Benchmark Results
We evaluated 13 open-source LLMs on VayuBench using a unified, schema-aware protocol. Results reveal substantial performance variation across models and highlight column errors as the primary failure mode.
Evaluation Metrics
exec@1
Syntactic Correctness
Proportion of code samples that execute without errors, regardless of whether the output is correct. Measures the model’s ability to generate runnable Python code with valid syntax, correct imports, and proper API usage.
pass@k
Functional Correctness
Probability that at least k out of n samples produce the correct output. Uses an unbiased estimator:
\[\text{pass@k} = 1 - \frac{\binom{n-c}{k}}{\binom{n}{k}}\]

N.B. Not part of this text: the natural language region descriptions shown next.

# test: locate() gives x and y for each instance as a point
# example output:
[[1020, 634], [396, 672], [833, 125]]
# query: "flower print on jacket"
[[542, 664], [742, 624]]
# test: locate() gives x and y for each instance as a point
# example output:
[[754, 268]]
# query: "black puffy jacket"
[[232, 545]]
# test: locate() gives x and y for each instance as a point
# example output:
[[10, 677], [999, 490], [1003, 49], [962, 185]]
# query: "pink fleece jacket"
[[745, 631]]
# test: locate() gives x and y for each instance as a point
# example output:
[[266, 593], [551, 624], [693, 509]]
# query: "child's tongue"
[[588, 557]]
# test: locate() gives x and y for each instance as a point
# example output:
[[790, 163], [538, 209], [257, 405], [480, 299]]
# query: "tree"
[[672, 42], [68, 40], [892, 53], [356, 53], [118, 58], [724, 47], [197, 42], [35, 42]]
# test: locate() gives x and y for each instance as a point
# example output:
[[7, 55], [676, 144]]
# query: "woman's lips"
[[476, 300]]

where n = total samples, c = correct samples.
Error Rate
Failure Analysis
Proportion of failed executions, categorized by error type:
- Column: Incorrect/misspelt column names
- Syntax: Python grammar violations
- Name: Undefined variables/objects
- Other: Miscellaneous (timeout, division by zero)
Overall Performance
Top Performers
| Model | Params | exec@1 ↑ | pass@1 ↑ | pass@2 ↑ | Error Rate ↓ |
|---|---|---|---|---|---|
| Qwen3-Coder-30B | 30B | 0.99 | 0.79 | 0.81 | 0.01 |
| Qwen3-32B | 32B | 0.98 | 0.78 | 0.81 | 0.01 |
| Qwen2.5-Coder-14B | 14B | 0.90 | 0.69 | 0.74 | 0.06 |
| GPT-OSS-20B | 20B | 0.88 | 0.56 | 0.69 | 0.12 |
| Qwen2.5-Coder-7B | 7B | 0.79 | 0.41 | 0.54 | 0.20 |
| DeepSeek-Coder-6.7B | 6.7B | 0.77 | 0.48 | 0.54 | 0.23 |
| Qwen2.5-Coder-3B | 3B | 0.73 | 0.33 | 0.47 | 0.26 |
| CodeLlama-13B | 13B | 0.64 | 0.25 | 0.32 | 0.36 |
| Qwen3-1.7B | 1.7B | 0.46 | 0.05 | 0.08 | 0.54 |
| Qwen2.5-Coder-1.5B | 1.5B | 0.47 | 0.08 | 0.12 | 0.53 |
| Mistral-7B | 7B | 0.24 | 0.03 | 0.05 | 0.76 |
| Llama3.2-3B | 3B | 0.17 | 0.04 | 0.07 | 0.83 |
| Llama3.2-1B | 1B | 0.04 | 0.00 | 0.01 | 0.97 |
Top 3 Models: All achieve exec@1 > 0.90 and pass@1 > 0.69, demonstrating strong code generation capabilities for structured analytics. Qwen3-Coder-30B sets the benchmark at 0.99 exec@1 and 0.79 pass@1.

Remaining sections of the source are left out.